Alfred Fried sees the Time Warner deal as propelling AT&T to the status of the first U.S. mobile provider to have a national bundled mobile broadband and video offering. This deal under works is all about a new frontier that will open, as 115 million U.S. home will not require a cable to get better high speed communications. "We call this 5G mobile," Rich Tullo, director of research at Albert Fried, said in a research note on Monday.
Deal Terms
- AT&T would pay $107.50 per share, structured as $53.75 in cash and $53.75 in stock.
- In comparison, AT&T's 2014 buyout of cable TV operator DirecTV was valued at $48.5 billion, or $95 per share, with the split up at $28.50 in cash and $66.50 in stock. Including net debt, the deal was valued at $67.1 billion.
Rationale
- The DirecTV deal gave AT&T access to television and new video services over-the-top and on mobile devices, with its high-speed broadband network covering 70 million customer locations.

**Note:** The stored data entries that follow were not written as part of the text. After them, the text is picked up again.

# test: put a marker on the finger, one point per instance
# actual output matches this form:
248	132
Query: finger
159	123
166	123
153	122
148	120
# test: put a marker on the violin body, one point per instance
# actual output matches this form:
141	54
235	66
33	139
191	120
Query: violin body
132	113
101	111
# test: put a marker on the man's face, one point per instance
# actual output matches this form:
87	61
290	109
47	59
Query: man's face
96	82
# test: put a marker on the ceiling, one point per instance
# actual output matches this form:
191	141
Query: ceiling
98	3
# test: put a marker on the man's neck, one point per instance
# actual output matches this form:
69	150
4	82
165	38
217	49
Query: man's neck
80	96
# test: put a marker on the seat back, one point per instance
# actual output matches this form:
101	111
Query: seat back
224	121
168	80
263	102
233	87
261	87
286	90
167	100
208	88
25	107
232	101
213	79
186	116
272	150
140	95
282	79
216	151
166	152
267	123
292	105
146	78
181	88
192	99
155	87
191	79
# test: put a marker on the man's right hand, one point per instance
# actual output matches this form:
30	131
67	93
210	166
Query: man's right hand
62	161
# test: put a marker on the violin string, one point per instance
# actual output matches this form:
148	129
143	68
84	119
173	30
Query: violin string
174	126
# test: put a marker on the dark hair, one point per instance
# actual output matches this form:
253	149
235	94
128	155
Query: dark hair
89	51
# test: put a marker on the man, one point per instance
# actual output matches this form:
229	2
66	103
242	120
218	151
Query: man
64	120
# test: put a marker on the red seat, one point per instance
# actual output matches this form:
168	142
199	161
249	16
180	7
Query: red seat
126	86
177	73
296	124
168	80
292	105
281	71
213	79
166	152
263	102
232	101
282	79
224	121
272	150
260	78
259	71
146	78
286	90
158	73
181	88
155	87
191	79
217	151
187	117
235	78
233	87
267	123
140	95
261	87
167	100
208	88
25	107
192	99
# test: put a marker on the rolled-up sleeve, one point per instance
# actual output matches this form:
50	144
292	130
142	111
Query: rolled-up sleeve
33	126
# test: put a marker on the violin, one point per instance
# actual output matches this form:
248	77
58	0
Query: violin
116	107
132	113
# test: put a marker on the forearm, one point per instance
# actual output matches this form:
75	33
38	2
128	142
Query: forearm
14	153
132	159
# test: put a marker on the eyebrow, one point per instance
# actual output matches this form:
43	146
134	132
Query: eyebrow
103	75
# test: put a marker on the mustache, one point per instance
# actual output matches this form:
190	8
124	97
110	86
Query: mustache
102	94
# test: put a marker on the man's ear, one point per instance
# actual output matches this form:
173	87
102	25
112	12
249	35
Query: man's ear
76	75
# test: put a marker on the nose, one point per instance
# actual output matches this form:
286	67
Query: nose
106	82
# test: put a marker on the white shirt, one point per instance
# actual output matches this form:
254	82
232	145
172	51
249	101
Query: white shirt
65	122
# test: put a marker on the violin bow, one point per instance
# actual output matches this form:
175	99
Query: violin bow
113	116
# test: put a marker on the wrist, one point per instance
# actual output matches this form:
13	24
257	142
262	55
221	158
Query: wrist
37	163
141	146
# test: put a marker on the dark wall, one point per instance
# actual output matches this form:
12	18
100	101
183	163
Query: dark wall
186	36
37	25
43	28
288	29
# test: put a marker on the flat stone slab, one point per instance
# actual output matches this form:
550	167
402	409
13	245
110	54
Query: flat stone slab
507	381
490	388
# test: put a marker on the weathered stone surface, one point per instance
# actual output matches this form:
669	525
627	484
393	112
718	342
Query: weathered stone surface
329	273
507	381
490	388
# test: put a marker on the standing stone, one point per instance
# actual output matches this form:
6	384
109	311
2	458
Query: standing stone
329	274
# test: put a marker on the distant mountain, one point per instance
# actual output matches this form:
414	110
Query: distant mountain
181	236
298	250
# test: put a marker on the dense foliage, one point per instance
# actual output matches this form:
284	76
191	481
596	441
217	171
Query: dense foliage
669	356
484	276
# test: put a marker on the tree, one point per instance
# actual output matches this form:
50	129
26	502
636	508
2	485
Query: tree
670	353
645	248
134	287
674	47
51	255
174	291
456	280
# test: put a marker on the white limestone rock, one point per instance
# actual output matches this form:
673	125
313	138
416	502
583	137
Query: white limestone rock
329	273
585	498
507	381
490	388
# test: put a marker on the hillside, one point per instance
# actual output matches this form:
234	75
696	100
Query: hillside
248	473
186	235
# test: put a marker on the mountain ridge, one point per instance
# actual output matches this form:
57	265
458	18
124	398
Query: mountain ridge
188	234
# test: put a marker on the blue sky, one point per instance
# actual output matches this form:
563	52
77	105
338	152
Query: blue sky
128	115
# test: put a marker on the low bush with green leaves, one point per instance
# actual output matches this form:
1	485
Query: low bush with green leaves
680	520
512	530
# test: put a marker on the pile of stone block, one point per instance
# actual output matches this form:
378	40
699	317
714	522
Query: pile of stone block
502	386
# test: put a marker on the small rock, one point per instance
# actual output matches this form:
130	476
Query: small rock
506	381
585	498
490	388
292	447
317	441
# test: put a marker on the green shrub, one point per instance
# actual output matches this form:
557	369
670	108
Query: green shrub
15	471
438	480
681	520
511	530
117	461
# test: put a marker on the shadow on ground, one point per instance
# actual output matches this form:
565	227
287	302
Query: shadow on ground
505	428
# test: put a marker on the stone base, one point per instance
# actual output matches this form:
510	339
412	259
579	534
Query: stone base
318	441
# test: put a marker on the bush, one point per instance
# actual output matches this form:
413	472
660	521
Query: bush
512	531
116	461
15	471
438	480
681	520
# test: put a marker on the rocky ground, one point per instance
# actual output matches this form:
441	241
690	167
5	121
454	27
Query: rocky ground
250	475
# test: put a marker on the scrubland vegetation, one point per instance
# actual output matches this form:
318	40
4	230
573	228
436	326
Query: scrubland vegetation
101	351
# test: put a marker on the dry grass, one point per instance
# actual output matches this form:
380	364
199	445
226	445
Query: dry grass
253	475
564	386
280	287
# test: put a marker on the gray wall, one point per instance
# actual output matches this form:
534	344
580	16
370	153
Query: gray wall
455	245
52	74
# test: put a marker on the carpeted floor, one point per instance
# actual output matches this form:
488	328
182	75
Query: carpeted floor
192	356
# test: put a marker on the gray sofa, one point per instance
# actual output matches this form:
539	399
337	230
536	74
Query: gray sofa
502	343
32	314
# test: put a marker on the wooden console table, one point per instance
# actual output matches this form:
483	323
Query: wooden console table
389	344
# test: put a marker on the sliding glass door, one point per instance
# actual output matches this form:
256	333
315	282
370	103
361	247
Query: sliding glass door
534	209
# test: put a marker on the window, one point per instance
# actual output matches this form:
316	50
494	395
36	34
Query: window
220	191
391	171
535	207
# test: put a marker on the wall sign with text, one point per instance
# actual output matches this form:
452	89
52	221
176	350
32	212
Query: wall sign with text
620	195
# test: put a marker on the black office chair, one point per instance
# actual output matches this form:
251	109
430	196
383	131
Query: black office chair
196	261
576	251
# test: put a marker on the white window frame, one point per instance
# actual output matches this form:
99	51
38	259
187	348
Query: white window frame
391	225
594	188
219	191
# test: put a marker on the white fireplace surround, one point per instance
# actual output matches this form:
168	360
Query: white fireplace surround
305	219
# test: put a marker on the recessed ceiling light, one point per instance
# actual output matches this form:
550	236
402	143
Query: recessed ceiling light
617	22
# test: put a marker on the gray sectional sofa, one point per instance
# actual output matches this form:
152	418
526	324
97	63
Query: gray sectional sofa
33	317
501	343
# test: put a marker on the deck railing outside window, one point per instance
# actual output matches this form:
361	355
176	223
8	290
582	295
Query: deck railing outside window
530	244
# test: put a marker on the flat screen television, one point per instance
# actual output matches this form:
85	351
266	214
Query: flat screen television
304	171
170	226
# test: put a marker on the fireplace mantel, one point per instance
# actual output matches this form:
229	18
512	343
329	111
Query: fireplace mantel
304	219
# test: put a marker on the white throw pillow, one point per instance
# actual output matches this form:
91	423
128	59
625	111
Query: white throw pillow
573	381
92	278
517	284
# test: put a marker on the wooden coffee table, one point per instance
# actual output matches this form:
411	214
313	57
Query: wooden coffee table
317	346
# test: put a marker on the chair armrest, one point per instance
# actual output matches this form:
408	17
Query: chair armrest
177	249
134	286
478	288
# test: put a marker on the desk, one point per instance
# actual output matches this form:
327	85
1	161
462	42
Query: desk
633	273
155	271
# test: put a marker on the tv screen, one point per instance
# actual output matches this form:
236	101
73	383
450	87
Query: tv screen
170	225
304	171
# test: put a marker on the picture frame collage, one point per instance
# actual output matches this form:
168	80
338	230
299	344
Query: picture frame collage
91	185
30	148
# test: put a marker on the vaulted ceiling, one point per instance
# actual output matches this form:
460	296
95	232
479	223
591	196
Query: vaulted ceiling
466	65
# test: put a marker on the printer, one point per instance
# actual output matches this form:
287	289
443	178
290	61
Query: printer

- Meanwhile, with the Time Warner deal, AT&T gains foothold into 115 million U.S. homes. Albert Fried sees the deal as a long term positive for AT&T, as it has opportunity to build a 5G multi-channel video program distributor, or MVPD, that will have 100 million TV subscribers and a global reach owing to HBO, and Warner Brothers.

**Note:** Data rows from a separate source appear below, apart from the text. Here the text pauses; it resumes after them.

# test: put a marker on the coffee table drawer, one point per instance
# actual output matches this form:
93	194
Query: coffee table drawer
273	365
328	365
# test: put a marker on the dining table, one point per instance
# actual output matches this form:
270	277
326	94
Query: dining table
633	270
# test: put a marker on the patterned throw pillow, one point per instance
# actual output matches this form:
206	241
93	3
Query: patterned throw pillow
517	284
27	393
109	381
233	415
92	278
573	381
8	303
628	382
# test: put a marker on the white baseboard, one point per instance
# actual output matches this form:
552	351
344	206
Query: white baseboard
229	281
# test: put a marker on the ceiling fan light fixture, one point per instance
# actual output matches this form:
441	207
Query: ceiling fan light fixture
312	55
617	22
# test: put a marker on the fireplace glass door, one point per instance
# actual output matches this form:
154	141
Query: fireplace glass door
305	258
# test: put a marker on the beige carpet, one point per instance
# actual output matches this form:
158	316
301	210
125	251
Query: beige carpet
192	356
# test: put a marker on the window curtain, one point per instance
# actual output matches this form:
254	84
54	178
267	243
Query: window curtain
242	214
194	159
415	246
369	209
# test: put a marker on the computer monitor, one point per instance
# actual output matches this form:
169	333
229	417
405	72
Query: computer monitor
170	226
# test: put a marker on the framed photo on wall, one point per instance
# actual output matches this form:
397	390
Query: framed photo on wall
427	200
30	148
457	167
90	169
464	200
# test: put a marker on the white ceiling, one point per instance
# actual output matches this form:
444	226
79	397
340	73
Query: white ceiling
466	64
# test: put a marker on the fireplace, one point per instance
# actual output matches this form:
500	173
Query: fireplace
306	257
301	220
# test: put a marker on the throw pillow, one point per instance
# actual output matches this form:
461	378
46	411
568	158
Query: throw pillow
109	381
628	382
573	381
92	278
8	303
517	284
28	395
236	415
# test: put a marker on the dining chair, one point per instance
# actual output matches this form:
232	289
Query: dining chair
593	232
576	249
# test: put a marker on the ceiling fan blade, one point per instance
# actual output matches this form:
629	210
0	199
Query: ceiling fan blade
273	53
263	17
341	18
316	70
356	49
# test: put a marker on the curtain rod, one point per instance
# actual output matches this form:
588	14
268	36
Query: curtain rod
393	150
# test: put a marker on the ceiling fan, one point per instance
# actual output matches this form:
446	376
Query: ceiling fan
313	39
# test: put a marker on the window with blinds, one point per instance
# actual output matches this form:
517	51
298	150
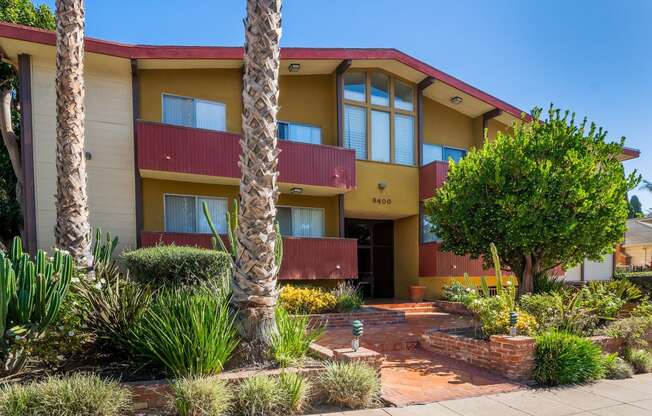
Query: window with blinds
387	105
404	139
192	112
355	130
185	214
301	222
433	152
296	132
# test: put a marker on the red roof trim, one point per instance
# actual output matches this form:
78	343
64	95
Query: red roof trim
122	50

- AT&T's planned purchase of Time Warner, with its media assets such as the HBO, CNN, TNT and Warner Brothers film studio, is seen as a marriage between content and distribution.

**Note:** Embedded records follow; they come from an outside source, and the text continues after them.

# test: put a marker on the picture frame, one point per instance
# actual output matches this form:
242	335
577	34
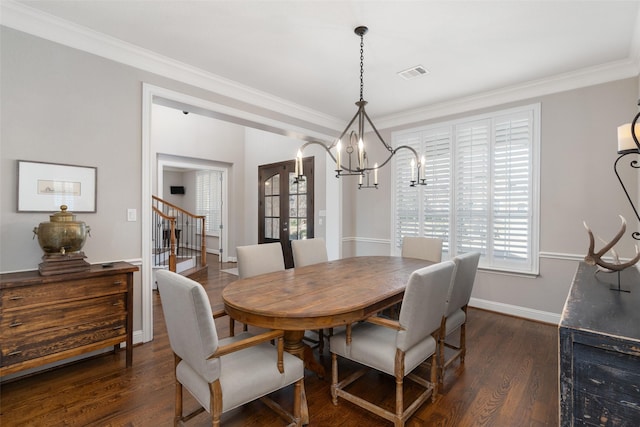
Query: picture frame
44	187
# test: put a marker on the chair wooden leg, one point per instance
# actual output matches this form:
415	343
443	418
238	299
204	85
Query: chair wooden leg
297	402
178	398
334	378
434	378
463	341
398	421
232	327
320	341
178	412
215	393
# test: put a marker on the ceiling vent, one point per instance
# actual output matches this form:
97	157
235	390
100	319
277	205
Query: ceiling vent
413	72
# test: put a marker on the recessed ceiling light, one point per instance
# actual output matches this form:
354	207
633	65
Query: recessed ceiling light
413	72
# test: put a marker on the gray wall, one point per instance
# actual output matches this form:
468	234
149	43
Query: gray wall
578	149
62	105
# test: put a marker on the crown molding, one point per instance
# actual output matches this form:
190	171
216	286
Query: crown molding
26	19
560	83
31	21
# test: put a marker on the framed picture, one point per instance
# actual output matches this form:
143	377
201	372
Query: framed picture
44	187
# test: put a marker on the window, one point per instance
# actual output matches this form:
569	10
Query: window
482	187
209	199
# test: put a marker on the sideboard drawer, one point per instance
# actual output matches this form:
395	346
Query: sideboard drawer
18	349
607	387
42	295
53	318
23	323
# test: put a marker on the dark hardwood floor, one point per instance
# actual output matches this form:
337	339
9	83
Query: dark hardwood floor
510	378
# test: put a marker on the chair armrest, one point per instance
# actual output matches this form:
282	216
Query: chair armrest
246	343
387	323
218	313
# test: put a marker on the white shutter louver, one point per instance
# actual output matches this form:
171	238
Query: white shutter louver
481	175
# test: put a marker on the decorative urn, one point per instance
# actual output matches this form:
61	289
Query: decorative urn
63	234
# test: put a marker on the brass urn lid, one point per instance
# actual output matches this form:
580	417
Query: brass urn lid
63	215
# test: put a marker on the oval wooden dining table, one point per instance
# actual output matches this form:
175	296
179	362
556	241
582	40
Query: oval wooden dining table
319	296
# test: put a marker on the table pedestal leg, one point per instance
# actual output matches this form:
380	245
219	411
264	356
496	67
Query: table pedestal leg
293	344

- By owning Time Warner content, AT&T can now leverage, making these available on its DirecTV satellite TV service and also stream the content via its net delivered and wireless DirecTV branded streaming services. This is in addition to the licensing opportunity.
Thus the deal, premised on the logic of delivering content via multiple platforms, is a long term positive for AT&T, making the purchase more valuable than its buyout of DirecTV two years ago.
At last check, AT&T shares were down 1.49 percent at $36.93 and Time Warner shares were down 2.26 percent at $87.46.